Sur la demande de Mme [H] épouse [J] à titre de dommages-intérêts
Mme [H] épouse [J] a sollicité et obtenu des premiers juges la somme de
2 461 euros (correspondant à un mois de salaire) en réparation du préjudice subi suite au manquement de l’employeur à son obligation de délivrance des documents de fin de contrat.
Etant rappelé que les pouvoirs du juge du fond n’excluent pas ceux du juge des référés pour allouer une provision sur dommages et intérêts dès lors que l’employeur a manqué à une obligation qui n’est pas sérieusement contestable et que ce manquement est à l’origine d’un préjudice subi par le salarié (Cass. Soc. 31 octobre 2012, n° 11-21.424), la société [8] justifie avoir établi les documents de fin de contrat le 25 décembre 2024, et reconnait les avoir ainsi adressés à Mme [H] épouse [J] avec retard, soit un mois après la rupture.
Toutefois Mme [H] épouse [J] n’a fait état d’aucun préjudice, étant rappelé que la juridiction prud’homale a été saisie par elle le 13 décembre 2024, quelques jours avant la délivrance des documents.
En conséquence cette prétention de Mme [H] épouse [J] est rejetée. L’ordonnance déférée est infirmée en ce sens.
Sur l’application de l’article 700 du code de procédure civile et sur les dépens
Les dispositions de l’ordonnance déférée relatives aux dépens sont infirmées.
Mme [H] épouse [J] est condamnée aux dépens de première instance et d’appel.
Il n’est pas inéquitable de laisser à la charge de la société [8] ses frais irrépétibles exposés à hauteur d’appel.
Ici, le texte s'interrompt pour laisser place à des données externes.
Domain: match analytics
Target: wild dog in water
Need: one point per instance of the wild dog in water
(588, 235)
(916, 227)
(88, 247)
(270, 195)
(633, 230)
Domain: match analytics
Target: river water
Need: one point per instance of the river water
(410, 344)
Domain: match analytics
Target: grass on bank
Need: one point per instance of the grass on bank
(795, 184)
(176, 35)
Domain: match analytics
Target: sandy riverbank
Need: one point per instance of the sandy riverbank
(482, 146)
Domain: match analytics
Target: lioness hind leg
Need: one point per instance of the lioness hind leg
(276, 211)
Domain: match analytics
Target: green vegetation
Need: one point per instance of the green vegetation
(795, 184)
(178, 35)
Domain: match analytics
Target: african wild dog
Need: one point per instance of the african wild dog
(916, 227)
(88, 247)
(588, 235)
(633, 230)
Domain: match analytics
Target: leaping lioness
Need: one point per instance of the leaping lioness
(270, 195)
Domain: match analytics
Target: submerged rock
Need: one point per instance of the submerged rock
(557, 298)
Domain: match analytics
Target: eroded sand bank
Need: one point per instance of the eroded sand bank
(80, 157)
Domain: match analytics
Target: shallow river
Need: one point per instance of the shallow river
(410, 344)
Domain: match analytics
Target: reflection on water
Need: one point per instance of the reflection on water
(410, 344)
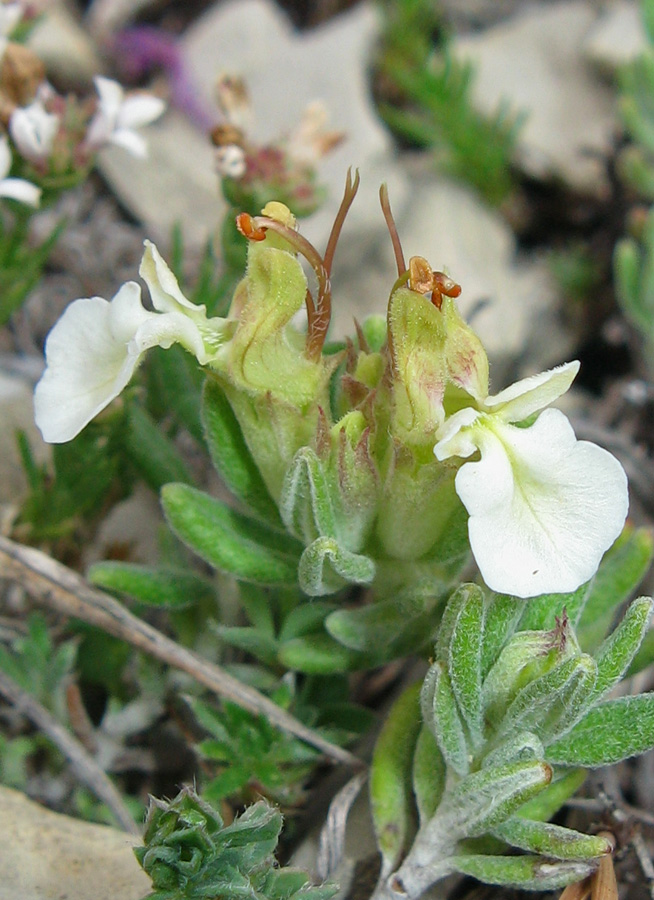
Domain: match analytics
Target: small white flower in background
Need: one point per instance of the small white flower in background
(543, 506)
(15, 188)
(119, 114)
(94, 349)
(10, 16)
(33, 130)
(310, 140)
(230, 161)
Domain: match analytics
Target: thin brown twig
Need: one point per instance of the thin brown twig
(58, 587)
(81, 762)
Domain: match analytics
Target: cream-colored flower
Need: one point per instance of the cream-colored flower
(119, 115)
(543, 506)
(15, 188)
(94, 349)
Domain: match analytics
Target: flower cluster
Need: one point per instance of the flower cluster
(53, 140)
(376, 456)
(285, 169)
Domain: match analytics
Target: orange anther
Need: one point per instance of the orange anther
(245, 224)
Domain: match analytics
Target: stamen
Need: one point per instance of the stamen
(390, 224)
(245, 224)
(318, 315)
(351, 188)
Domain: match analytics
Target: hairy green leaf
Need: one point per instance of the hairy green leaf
(390, 778)
(227, 539)
(231, 457)
(608, 733)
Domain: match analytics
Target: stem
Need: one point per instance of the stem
(318, 316)
(392, 229)
(351, 188)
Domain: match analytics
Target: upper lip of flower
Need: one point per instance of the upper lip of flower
(543, 506)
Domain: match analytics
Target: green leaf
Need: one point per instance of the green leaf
(608, 733)
(428, 774)
(549, 802)
(153, 454)
(517, 748)
(390, 779)
(620, 573)
(540, 613)
(464, 659)
(306, 506)
(325, 567)
(319, 654)
(166, 587)
(386, 624)
(486, 798)
(501, 616)
(553, 703)
(227, 539)
(551, 840)
(231, 456)
(174, 381)
(618, 650)
(306, 618)
(530, 873)
(441, 716)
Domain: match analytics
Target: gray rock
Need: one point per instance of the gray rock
(48, 856)
(535, 62)
(617, 37)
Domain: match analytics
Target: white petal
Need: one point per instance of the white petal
(87, 363)
(140, 109)
(164, 287)
(33, 130)
(19, 189)
(5, 157)
(110, 94)
(453, 438)
(532, 394)
(543, 506)
(130, 141)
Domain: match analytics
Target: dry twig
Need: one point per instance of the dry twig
(81, 762)
(51, 583)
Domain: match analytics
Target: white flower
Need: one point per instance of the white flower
(33, 130)
(118, 115)
(15, 188)
(543, 506)
(93, 350)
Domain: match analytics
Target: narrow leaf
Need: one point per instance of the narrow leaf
(551, 840)
(325, 567)
(441, 716)
(501, 616)
(464, 660)
(486, 798)
(428, 774)
(306, 505)
(227, 539)
(608, 733)
(154, 454)
(619, 648)
(166, 587)
(231, 456)
(620, 573)
(530, 873)
(390, 779)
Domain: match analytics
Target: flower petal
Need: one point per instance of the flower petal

Sa demande à ce titre est rejetée.
PAR CES MOTIFS,
La cour, statuant par arrêt rendu par défaut et en dernier ressort,
Infirme l’ordonnance de référé du 13 février 2025 en toutes ses dispositions ;
Statuant à nouveau :
Rejette l’intégralité des demandes de Mme [V] [H] épouse [J],
Condamne Mme [V] [H] épouse [J] aux dépens de première instance et d’appel ;
Dit n’y avoir lieu à application de l’article 700 du code de procédure civile en faveur de la SAS [8].